Menyaksikan Perpaduan Kekerasan dan Kelucuan Bekerja dari Martin McDonagh
Kategori : Review Film
Penulis : Ilham Mustamin
Editor : Muliadi G.F
“Kenapa kau tak jalan kaki saja, Angela?”
Angela mengeluh dan sembari meninggalkan ruang dapur pagi itu, ia berkata, “Baiklah. Aku akan jalan kaki. Dan kuharap aku akan diperkosa di jalan!”
“Ibu harap juga begitu!”
Itu adalah kenangan terakhir Mildred Hayes bersama putrinya. Putrinya ingin meminjam mobil, tetapi Midred tak mengizinkannya. Buah dari tindakan dan sikap tegasnya itu harus ia bayar dengan kehilangan dan duka kemudian. Angela benaran diperkosa, tetapi tidak hanya sampai di situ. Ia tewas, dan tubuhnya ditemukan telah menggosong.
Tujuh bulan setelah peristiwa itu, ketika Mildred sedang berkendara di suatu jalan tempat anaknya ditemukan, ia melihat tiga papan iklan setinggi enam meter yang terbengkalai. Jalan itu sepi sejak dibangunnya jalan besar di Ebbing, Missouri. Jalan yang mungkin hanya dilalui oleh orang tersesat atau idiot.

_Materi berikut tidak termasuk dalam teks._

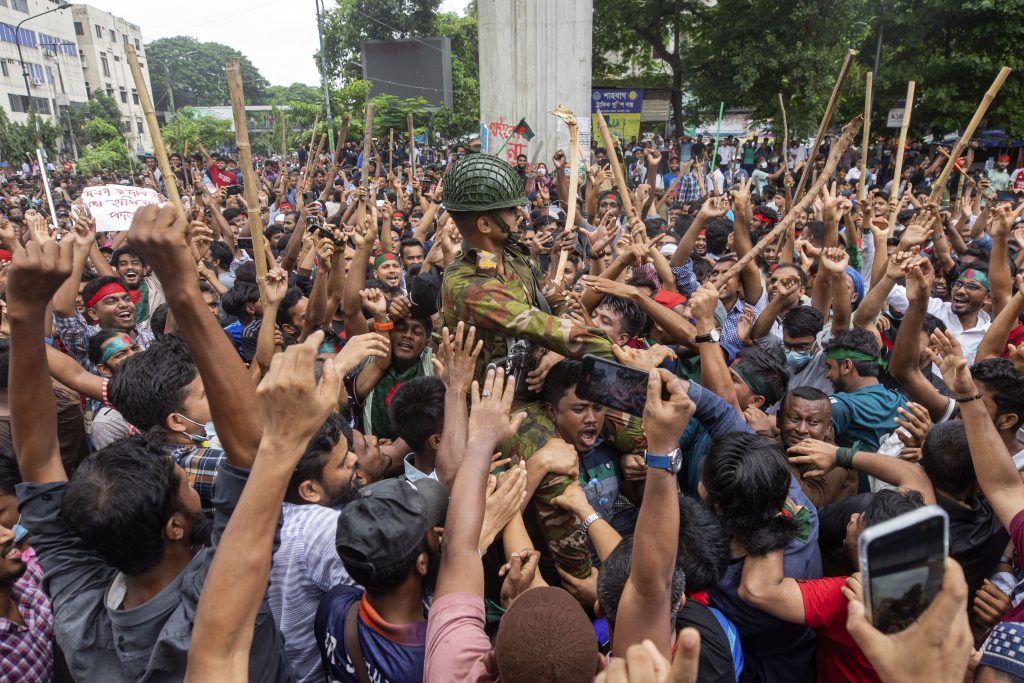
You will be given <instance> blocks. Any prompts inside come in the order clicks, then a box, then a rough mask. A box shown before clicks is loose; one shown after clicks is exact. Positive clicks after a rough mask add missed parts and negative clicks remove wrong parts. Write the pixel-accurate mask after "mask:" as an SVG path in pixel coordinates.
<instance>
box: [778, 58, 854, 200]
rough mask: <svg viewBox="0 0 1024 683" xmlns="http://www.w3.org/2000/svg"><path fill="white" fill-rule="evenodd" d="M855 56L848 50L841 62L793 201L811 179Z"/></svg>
mask: <svg viewBox="0 0 1024 683" xmlns="http://www.w3.org/2000/svg"><path fill="white" fill-rule="evenodd" d="M856 54H857V50H852V49H851V50H848V51H847V53H846V59H844V60H843V68H842V69H841V70H840V72H839V78H837V79H836V85H835V86H834V87H833V93H831V96H829V97H828V105H827V106H826V108H825V115H824V116H823V117H822V118H821V125H819V126H818V134H817V135H816V136H815V138H814V146H812V147H811V155H810V156H809V157H808V158H807V164H806V165H805V166H804V168H803V171H802V172H801V173H800V180H799V181H798V182H797V189H796V190H795V191H794V193H793V199H794V201H797V202H799V201H800V198H801V196H802V195H803V194H804V186H805V185H807V180H808V178H810V177H811V173H810V170H811V169H812V168H814V160H815V159H817V156H818V147H820V146H821V138H822V137H824V136H825V131H826V130H828V124H829V123H831V116H833V114H834V113H835V112H836V103H837V102H838V101H839V93H840V92H841V91H842V90H843V84H844V83H846V77H847V75H849V73H850V65H852V63H853V57H854V55H856Z"/></svg>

Didorong oleh kemarahan, keputusasaan, dan depresi yang ia derita, Mildred kepikiran memasang iklan untuk mengkritik kinerja pihak kepolisian yang ia pikir telah mengabaikan kasus anaknya.
Ia lalu mendatangi Red Welby si pengurus papan iklan, melakukan negosiasi, dan menyerahkan uang sebesar lima ribu dollar kepada si pengurus sebagai uang sewa bulan pertama selama setahun.
Sehari setelah perayaan malam Paskah, pada tiga papan iklan itu telah tertulis tiga pesan dengan latar belakang merah dan huruf tercetak berwarna hitam: “DIPERKOSA SAAT SEKARAT”, “PELAKU MASIH BELUM DITANGKAP?”, “KENAPA BISA BEGITU, KAPOL WILLOUGHBY?”.
Kapol Willoughby berbadan tinggi, besar, dan kekar seperti gorilla. Ia memiliki istri yang memikat dan dua anak perempuan dan ia menderita kanker pankreas. Di Kota Ebbing, Bill Willoughby seorang polisi berprestasi dan karena itu ia dihormati oleh warga dan para rekan kerjanya. Salah seorang bawahannya, Dixon, polisi homofobik, rasis, pemarah, dan ringan tangan dalam menyelesaikan masalah, segera menelepon Willoughby ketika ia melihat papan iklan itu.
Keesokan harinya, Kapol Willoughby dan anak buahnya mendatangi kantor perusahaan iklan. Mereka hendak mencari tahu mengenai orang yang memasang iklan dan mencoba mengusahakan agar iklan tersebut diturunkan. Namun, Red Welby kukuh pada pendiriannya. Ia juga tidak memberikan informasi apa pun mengenai identitas si pelanggan. Meski begitu, Kapol Willoughby sudah bisa menebak siapa yang memesan iklan. Karena upaya membujuk Red untuk menurunkan papan iklan itu gagal, Dixon mencoba dengan jalan yang biasa ditempuhnya.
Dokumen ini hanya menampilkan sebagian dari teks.